Marginal distribution

In probability theory, given two jointly distributed random variables X and Y, the marginal distribution of X is simply the probability distribution of X ignoring information about Y, typically calculated by summing or integrating the joint probability distribution over Y.

For discrete random variables, the marginal probability mass function can be written as Pr(X = x). This is

$\Pr(X=x) = \sum_{y} \Pr(X=x,Y=y) = \sum_{y} \Pr(X=x|Y=y) \Pr(Y=y),$

where Pr(X = x,Y = y) is the joint distribution of X and Y, while Pr(X = x|Y = y) is the conditional distribution of X given Y.
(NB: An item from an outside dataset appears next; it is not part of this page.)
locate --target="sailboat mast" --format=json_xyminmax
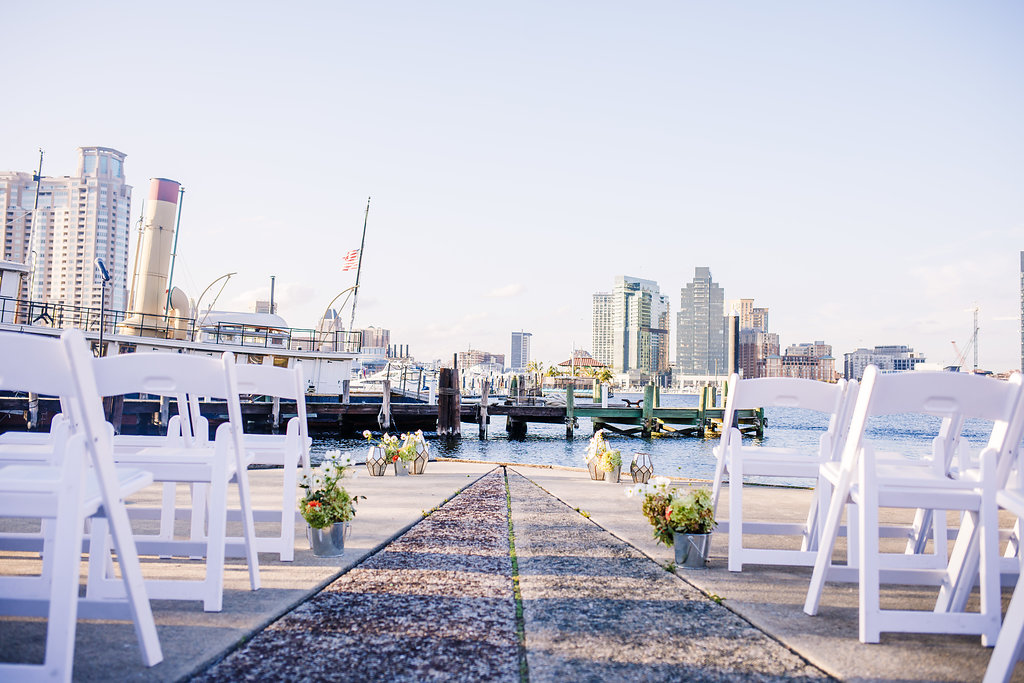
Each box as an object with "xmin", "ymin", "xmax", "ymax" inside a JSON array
[{"xmin": 349, "ymin": 196, "xmax": 371, "ymax": 332}]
Similarly for continuous random variables, the marginal probability density function can be written as pX(x). This is

$p_{X}(x) = \int_y p_{X,Y}(x,y) \, dy = \int_y p_{X|Y}(x|y) \, p_Y(y) \, dy$

where pX,Y(x,y) gives the joint distribution of X and Y, while pX|Y(x|y) gives the conditional distribution for X given Y.

Why the name 'marginal'? One explanation is to imagine the p(x,y) in a 2D table such as a spreadsheet. The marginals are got by summing the columns (or rows) -- the column sum would then be written in the margin of the table, ie. the column at the side of the table.